Silicon Valley Titans Invest $1 Billion to Establish AI Nonprofit

Several Silicon Valley technologists and tech companies will invest at least $1 billion in OpenAI, a nonprofit research center in San Francisco with a long-term goal of creating open-source “artificial general intelligence,” a machine capable of performing any task that a human can. Among the investors are Elon Musk, Peter Thiel and Reid Hoffman. One chief focus of the group’s members is to ensure that the resultant technologies augment rather than replace humans, and are used for good.
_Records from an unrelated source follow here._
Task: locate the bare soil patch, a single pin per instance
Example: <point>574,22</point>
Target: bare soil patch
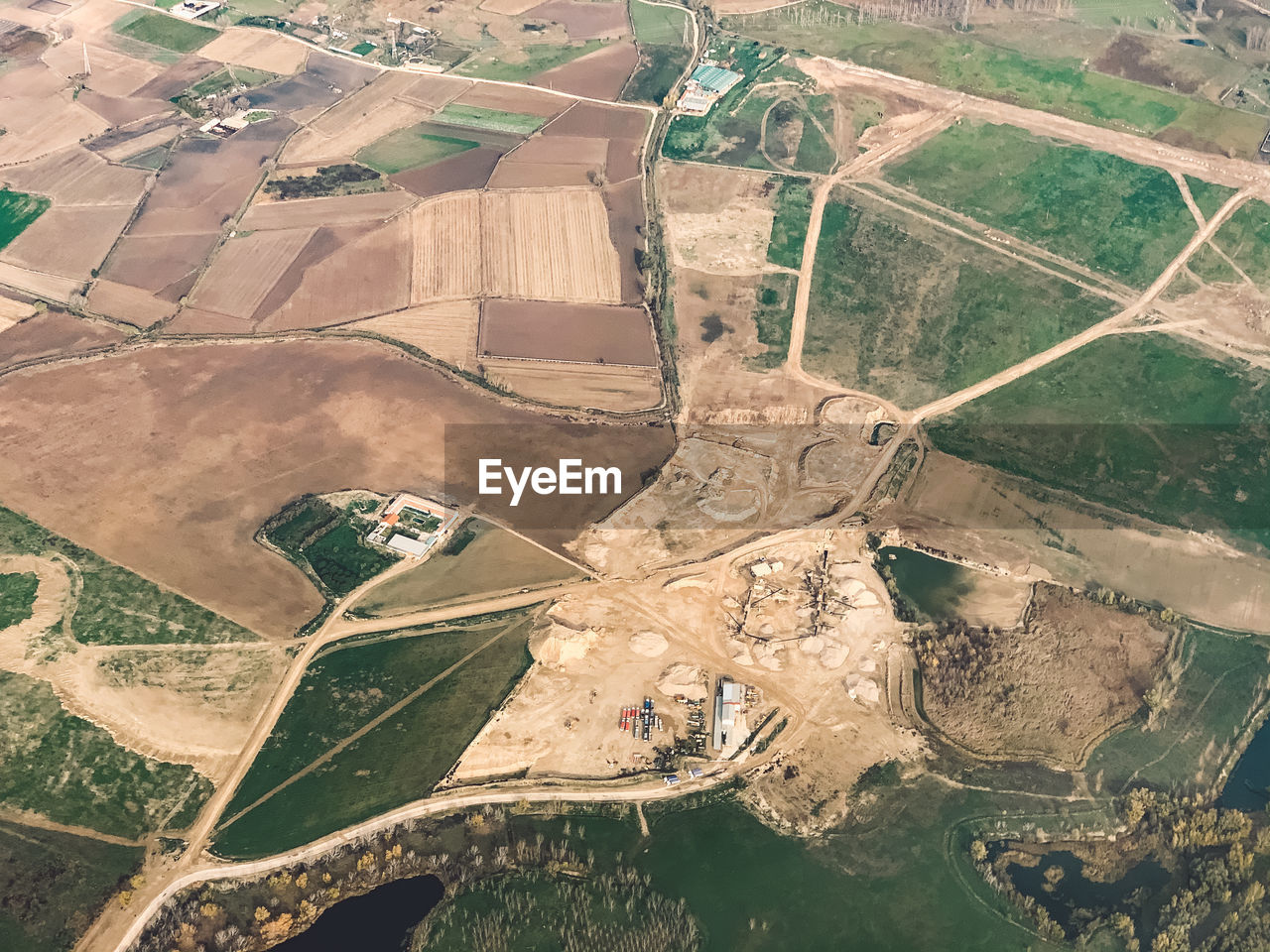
<point>599,75</point>
<point>235,431</point>
<point>567,331</point>
<point>1048,689</point>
The New York Times notes that other investors in the nonprofit include Y Combinator president Sam Altman and founding partner Jessica Livingston, former Stripe and Amazon Web Services chief technologist Greg Brockman, and Indian software firm Infosys.


The organization will initially spend “only a small fraction” of the $1 billion committed in the first few years. AI applications include self-driving cars, medical diagnosis, precision personalized medicine and “many areas of data, analysis, decisioning across industries.”

Although the investors note AI’s potential for improving the world, Musk and Altman have expressed concerns that “artificial intelligence could be used to create machines that might turn on humanity,” stressing their part in creating “the right structure with people who care deeply about developing AI in a way that is safe and is beneficial to humanity.”

In an interview in Medium, Altman notes that, “the best way AI can develop is if it’s about individual empowerment and making humans better, and made freely available to everyone, not a single entity that is a million times more powerful than any human.”

“If we do see something that we think is potentially a safety risk, we will want to make that public,” adds Musk.

Others pursuing AI recently include Paul Allen who, in 2014, established the nonprofit Allen Institute for Artificial Intelligence; Microsoft AI researcher Eric Horvitz, who gave a monetary gift to Stanford to study the impact of the technology over the next century; and the Toyota Corporation, which said it would invest $1 billion in a five-year research effort in artificial intelligence and robotics technologies to be based in a laboratory near Stanford.